STILL LIFE / 一之瀬ちひろ

STILL LIFE / 一之瀬ちひろ

販売価格: 3,780円(税込)

21.6cm x 15.4cm 144P
再入荷しました。

注目の写真家、一之瀬ちひろによる写真集。

彼女が約11年間に亘り撮り続けてきた、東京、ロンドン、バーゼル、アムステルダム、ウィーン、バンクーバー、ニューヨーク、陸前高田などの日常、そこで出会った人々の部屋、生暖かく、拭えない人の営みの痕跡。

強く声を荒げるのではなく、ささやくように、その一瞬をそっと留めた、「まなざす」行為が収録された写真集。

自身とデザイナー小熊千佳子とのブックレーベル「PRELIBRI」からのリリース。


(以下、ステイトメント)
「日常をまなざす」こと

なぜ些細な日常の、誰の注意もひかないような光景を、私は撮りためるのだろう。10年ほど続けてきた部屋を撮るという制作をひとつのかたちにまとめたいと考えはじめたとき、私は私自身の「日常」についてもう一度よく考えることにしました。そうして、今、このような想いでいます。

“私は現在、日本に住んで日常生活を送っている。
毎日色々なことがおこる。些細な出来事や突発的なアクシデント。
仕事に追われたり、こどもが熱を出したり、庭の花が咲いたり。
この私の日常も、否応無しに社会からの影響も受けている。
社会の変容にざわついている。
私の日常は、見えないくらい薄く透きとおる布でつつまれるように、この社会におおわれている。”

日常の光景の奥には、色々な物語があります。写真という媒体は、その光景の奥にある物語の詳細を克明に解説することができません。
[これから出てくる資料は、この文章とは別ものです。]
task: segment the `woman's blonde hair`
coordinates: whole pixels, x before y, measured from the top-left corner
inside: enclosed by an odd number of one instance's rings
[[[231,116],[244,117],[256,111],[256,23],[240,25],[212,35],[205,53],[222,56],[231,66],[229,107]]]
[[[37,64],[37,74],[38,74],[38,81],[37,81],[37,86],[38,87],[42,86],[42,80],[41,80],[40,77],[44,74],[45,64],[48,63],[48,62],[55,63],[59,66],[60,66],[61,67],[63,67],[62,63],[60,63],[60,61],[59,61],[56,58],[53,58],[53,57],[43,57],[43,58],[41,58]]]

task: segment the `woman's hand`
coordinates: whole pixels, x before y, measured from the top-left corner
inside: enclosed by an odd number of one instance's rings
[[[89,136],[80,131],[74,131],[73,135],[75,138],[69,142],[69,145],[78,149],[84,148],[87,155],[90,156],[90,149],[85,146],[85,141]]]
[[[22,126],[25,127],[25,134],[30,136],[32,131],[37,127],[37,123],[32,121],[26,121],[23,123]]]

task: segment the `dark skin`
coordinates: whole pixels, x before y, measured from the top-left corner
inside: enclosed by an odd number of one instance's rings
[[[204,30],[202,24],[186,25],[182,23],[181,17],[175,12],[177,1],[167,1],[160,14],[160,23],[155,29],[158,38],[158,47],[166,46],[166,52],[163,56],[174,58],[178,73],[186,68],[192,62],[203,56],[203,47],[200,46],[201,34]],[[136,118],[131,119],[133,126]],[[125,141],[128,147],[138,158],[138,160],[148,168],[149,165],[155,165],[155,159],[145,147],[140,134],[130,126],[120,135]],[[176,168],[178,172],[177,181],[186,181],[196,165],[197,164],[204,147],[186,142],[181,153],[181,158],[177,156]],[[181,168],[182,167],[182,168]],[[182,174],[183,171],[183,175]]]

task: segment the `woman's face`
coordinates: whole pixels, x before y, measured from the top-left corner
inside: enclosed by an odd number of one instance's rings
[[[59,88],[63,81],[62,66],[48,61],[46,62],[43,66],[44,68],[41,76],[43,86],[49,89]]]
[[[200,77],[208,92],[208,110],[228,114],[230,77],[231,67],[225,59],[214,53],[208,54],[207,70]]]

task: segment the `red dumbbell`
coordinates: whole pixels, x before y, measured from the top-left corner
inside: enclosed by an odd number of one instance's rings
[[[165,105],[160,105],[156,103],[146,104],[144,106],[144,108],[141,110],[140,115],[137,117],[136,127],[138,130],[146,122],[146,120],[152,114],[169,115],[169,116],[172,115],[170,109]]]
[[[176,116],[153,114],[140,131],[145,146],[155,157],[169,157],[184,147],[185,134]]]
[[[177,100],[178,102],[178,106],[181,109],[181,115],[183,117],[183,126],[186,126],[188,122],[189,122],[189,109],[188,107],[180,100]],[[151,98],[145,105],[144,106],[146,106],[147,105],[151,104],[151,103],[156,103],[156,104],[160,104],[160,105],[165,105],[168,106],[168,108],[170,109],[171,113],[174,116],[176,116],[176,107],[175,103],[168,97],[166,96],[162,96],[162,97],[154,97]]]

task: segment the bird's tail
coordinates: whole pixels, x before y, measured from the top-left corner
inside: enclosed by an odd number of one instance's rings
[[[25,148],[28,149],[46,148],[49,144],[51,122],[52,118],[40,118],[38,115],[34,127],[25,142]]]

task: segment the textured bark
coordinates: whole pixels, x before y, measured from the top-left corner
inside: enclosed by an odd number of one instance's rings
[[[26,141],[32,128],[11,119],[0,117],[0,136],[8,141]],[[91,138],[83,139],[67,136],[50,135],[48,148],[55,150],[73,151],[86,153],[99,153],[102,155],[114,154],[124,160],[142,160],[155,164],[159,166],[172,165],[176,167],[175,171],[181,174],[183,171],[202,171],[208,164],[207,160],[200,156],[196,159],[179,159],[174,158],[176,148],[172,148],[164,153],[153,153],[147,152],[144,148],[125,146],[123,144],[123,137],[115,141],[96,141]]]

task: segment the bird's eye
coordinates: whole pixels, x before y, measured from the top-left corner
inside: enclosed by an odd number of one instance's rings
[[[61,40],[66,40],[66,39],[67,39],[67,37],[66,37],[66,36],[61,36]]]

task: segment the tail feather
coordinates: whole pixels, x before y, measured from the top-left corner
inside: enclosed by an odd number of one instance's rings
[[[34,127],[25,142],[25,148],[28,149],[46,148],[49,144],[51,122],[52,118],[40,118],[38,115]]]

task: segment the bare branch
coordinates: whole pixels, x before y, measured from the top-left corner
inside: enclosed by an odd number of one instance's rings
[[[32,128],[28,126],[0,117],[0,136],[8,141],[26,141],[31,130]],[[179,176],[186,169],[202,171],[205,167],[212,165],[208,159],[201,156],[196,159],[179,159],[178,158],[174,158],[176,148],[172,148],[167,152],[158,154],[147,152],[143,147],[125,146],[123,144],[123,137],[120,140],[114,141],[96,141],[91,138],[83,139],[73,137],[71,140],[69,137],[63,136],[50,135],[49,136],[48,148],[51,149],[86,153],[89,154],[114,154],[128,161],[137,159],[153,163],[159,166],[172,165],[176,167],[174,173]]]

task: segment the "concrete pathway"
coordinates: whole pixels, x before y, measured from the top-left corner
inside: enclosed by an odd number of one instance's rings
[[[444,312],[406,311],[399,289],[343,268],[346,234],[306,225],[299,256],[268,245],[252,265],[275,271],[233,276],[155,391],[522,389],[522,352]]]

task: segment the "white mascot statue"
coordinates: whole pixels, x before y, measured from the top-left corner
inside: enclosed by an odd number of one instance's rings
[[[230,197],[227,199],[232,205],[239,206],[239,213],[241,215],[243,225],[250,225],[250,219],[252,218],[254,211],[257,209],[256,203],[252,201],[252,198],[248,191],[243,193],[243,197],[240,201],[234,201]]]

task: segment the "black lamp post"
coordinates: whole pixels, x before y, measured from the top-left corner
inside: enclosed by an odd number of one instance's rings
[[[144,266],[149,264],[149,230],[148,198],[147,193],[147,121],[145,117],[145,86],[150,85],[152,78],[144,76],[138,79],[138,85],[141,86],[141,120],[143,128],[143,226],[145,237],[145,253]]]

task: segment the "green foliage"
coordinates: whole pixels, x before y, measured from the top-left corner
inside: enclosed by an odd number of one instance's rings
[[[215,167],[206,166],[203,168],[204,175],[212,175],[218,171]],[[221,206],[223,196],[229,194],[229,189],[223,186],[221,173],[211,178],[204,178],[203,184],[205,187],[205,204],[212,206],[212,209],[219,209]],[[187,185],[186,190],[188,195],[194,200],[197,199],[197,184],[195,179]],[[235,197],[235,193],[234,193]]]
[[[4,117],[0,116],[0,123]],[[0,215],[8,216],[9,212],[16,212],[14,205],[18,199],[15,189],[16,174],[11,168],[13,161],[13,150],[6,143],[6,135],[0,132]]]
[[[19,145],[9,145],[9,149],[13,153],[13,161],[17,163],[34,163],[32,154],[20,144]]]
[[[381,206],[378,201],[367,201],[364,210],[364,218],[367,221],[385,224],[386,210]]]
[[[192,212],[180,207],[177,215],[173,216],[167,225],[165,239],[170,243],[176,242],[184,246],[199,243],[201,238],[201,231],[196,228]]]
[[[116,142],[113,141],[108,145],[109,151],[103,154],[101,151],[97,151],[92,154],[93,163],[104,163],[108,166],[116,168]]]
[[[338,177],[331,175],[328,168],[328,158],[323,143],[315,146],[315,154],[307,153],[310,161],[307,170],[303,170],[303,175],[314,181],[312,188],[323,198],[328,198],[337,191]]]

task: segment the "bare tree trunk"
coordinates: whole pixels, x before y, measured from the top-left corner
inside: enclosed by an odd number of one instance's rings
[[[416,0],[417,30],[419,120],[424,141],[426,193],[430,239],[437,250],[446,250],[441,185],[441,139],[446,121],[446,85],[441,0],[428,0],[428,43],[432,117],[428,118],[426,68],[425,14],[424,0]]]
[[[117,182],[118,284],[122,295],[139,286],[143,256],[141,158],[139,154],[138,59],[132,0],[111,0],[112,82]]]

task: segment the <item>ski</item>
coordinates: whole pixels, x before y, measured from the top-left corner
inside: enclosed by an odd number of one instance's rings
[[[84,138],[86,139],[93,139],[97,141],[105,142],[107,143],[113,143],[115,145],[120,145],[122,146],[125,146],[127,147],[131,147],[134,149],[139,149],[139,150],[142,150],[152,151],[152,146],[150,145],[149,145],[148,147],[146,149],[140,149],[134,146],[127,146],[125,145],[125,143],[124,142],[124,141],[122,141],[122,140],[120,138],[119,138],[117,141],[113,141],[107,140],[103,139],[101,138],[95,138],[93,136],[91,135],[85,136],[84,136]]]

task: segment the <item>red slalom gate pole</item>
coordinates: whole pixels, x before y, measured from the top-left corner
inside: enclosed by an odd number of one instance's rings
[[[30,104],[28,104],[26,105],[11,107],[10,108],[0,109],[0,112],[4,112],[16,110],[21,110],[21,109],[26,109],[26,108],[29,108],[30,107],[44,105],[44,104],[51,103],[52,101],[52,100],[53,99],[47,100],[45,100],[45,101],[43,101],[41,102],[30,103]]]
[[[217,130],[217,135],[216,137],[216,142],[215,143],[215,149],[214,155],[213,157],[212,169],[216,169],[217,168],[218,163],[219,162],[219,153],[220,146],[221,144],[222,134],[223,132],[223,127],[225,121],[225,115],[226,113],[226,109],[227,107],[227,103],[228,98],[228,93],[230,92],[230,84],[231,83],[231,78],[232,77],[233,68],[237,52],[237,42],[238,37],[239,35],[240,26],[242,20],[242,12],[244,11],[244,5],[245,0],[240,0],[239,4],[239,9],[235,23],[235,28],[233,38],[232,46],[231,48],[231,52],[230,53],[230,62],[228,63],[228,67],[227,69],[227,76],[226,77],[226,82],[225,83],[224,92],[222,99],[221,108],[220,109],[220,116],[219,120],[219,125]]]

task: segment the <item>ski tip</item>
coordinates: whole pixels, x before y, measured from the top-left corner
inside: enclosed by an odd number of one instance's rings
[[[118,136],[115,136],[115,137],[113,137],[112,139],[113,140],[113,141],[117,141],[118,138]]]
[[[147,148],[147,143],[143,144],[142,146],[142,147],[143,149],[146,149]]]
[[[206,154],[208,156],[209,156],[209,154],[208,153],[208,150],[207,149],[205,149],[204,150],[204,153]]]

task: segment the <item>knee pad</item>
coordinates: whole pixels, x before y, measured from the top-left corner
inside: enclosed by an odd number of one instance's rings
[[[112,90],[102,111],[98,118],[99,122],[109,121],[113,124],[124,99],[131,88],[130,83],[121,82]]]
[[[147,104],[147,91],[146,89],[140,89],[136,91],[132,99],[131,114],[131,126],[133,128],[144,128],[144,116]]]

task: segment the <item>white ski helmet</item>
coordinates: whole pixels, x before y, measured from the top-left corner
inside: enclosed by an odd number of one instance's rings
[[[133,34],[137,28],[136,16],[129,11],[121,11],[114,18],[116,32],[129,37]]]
そこに写真の弱さを感じます。だけど写真が持つその弱さを、私は好きなんだと思います。いつも身近にありすぎて語りがたいことや、これまでの自分の経験だけでは語る言葉が見つからないくらい大きなこと、大きすぎて理解や把握ができないこと、些細な日常も、唐突な人の死も、語る言葉が見つからない出来事はたくさんあって、語られない出来事は記憶から少しづつ離れていくんだろうなと思います。

そういう毎日を、説得とか腕力とかではなく、何か別の方法をつかって、非力な何かに置き換えていくことを私は試したいのだと思います。写真を使って日常をまなざすことで。

写真集のタイトル『STILL LIFE』は「静物画」という意味です。静物画は17世紀のオランダで始まりました。17世紀以前のヨーロッパで絵画と言えば宗教画か王侯貴族の歴史にまつわるものでしたが、オランダの画家たちははじめて日常の生活風景をまなざす、という新たな視点を発見しました。「日常をまなざす」ことは今の私たちにとっては当たり前のことのようだけど、ある時代では発見しなければ得られないものだった、ということに気づかされます。